When she comes, don’t tell her the real price. Just say no one wants the piano and you’re letting it go for fifteen hundred. Don’t let it slip, okay?”
The other end immediately teased, “Bro, you’ve really fallen for this beauty, huh? What kind of girl is worth you going this far? Just giving away fifteen hundred like that!
But you’re not short on cash, so it’s fine, haha.”
Xiao Zhuo hung up, annoyed.
—
Back at Gu Qinghuan’s, just after Xiao Zhuo left, a military vehicle pulled up in front of the villa.
She thought it was Xu Huaian coming back and happily went to greet him—she hadn’t seen him in days and missed him.
But instead of Xu Huaian, a middle-aged couple stepped out.
Gu Qinghuan was baffled.
Suddenly, the elegant woman’s eyes lit up when she saw her, and she walked over, taking Gu Qinghuan’s hand. “Oh, you must be Qinghuan? My, how you’ve grown—so beautiful now!”
“Um, may I ask who you are…?” Gu Qinghuan couldn’t recall any relatives in the military, except her eldest uncle, who was still in the northwest.
“I’m Ruxue’s mother! Sorry to trouble you. We just exchanged letters with Ruxue a few days ago, and she said you’ve been looking after her. We’re really grateful.” The woman was none other than Ming Ruxue’s real mother, Nan Sheng.
The man took several large bags of gifts from the young soldier who’d been driving, then said, “Could you wait for us in the car?”
The young soldier saluted and went back to sit in the driver’s seat.
Judging by this, they’d be leaving again soon. Gu Qinghuan quickly invited them inside.
Ming Ruxue was in the yard feeding rabbits with the three little ones.
“Ruxue, look who’s here!”
Ming Ruxue turned around and saw her long-absent parents. Instantly, her eyes reddened and she turned away.
She was tough and independent, but since coming from America to China, she hadn’t seen her parents since getting off the plane.
A young girl, away from home for years in a strange country, is bound to feel lonely, scared, and lost.
In that moment, all the emotions she’d been holding back burst forth, and she couldn’t help feeling wronged.
“Sweetheart, come here, let Mommy hug you.” Nan Sheng rushed over and enveloped her daughter in a bear hug.
Ming Ruxue, though upset, awkwardly hugged her mother back—and then immediately burst into tears.
Big, heaving sobs.
Nan Sheng started crying too.
Many things in life are a dilemma.
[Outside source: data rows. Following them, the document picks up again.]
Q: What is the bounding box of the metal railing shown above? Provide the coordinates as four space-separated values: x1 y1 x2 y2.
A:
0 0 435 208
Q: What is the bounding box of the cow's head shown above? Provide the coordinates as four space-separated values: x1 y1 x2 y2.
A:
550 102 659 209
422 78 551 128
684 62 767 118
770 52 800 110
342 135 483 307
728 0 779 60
It’s not that they didn’t love their child, but the responsibilities on their shoulders were too heavy.
If they didn’t shoulder these responsibilities, there would be thousands of children like Ming Ruxue—homeless, hungry.
From the country’s perspective, they were noble and selfless, great scientists and key leaders of top-secret national projects, making enormous contributions to China—worthy of the highest respect.
But as parents, they were failures, never fulfilling their duties to their own child.
When Ruxue was little, she often had to eat at neighbors’ houses. Even after moving to America, she looked after herself, sometimes not seeing her parents for weeks. Now, back in China, it was the same.
If Gu Qinghuan hadn’t taken her in, she’d still be living in the Overseas Chinese Hotel.
In Ming Ruxue’s memory, she’d always been drifting, like a rootless duckweed.
Ming Cheng stepped forward to comfort his wife and daughter.
Gu Qinghuan took the three little ones away to give the family some privacy.
“Ruxue, you’ve put on weight!” Ming Cheng blurted out. In modern times, he’d definitely be accused of being a clueless dad.
Ming Ruxue, still emotional, was so annoyed by her father’s words that she forgot to cry.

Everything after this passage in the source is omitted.